Developers can now incorporate Gemini Nano, a locally-running smartphone AI, into their own apps
Google has announced that developers can now incorporate the Gemini Nano, a smartphone model of its AI Gemini family, into their apps. This allows each app to use AI locally without sending user data to an external source.
Android Developers Blog: Gemini Nano is now available on Android via experimental access
Android Developers Blog: An introduction to privacy and safety for Gemini Nano
https://android-developers.googleblog.com/2024/10/introduction-to-privacy-and-safety-gemini-nano.html
Experimental access to Gemini Nano will be open from October 1, 2024, and all Android developers with the AI Edge SDK will be able to use Gemini Nano. Initially, it will be possible to experiment with text input prompts on the Pixel 9 series.
This processing happens directly on the device without calling a server, which offers many benefits, including sensitive user data remaining on-device, full functionality without an internet connection, and no additional cost for each inference.
According to Google, on-device generative AI models like the Gemini Nano run on less computing power than a cloud server, so they're better at handling specific tasks rather than 'jack-of-all-trades' like chatbots, such as rephrasing specific text to make it more casual, generating responses to messages, and structuring and summarizing sentences.
Gemini Nano has already been incorporated into Google's Pixel screenshot function, screen reading function, and recorder app, and is said to be useful for image understanding and voice understanding using multimodal functions.
'Integrating generative AI models directly into mobile apps is difficult because it requires significant computational resources and storage capacity.

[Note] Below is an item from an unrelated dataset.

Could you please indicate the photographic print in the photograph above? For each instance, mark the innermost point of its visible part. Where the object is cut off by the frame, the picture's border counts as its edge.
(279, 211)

To address this challenge, we developed AICore, a new system service for Android. AICore lets you benefit from AI running directly on your device, without having to distribute your own runtime, models, or other components,' Google said.
According to Google, AICore complies with the Private Compute Core (PCC) environment, which keeps data private, and can only interact with limited system packages that comply with PCC, and cannot directly access the Internet. This not only allows AI to be used within the app without communicating with the outside world, but also reduces the risk of data being exposed to other apps, and makes it clear that no records of input data or output are stored.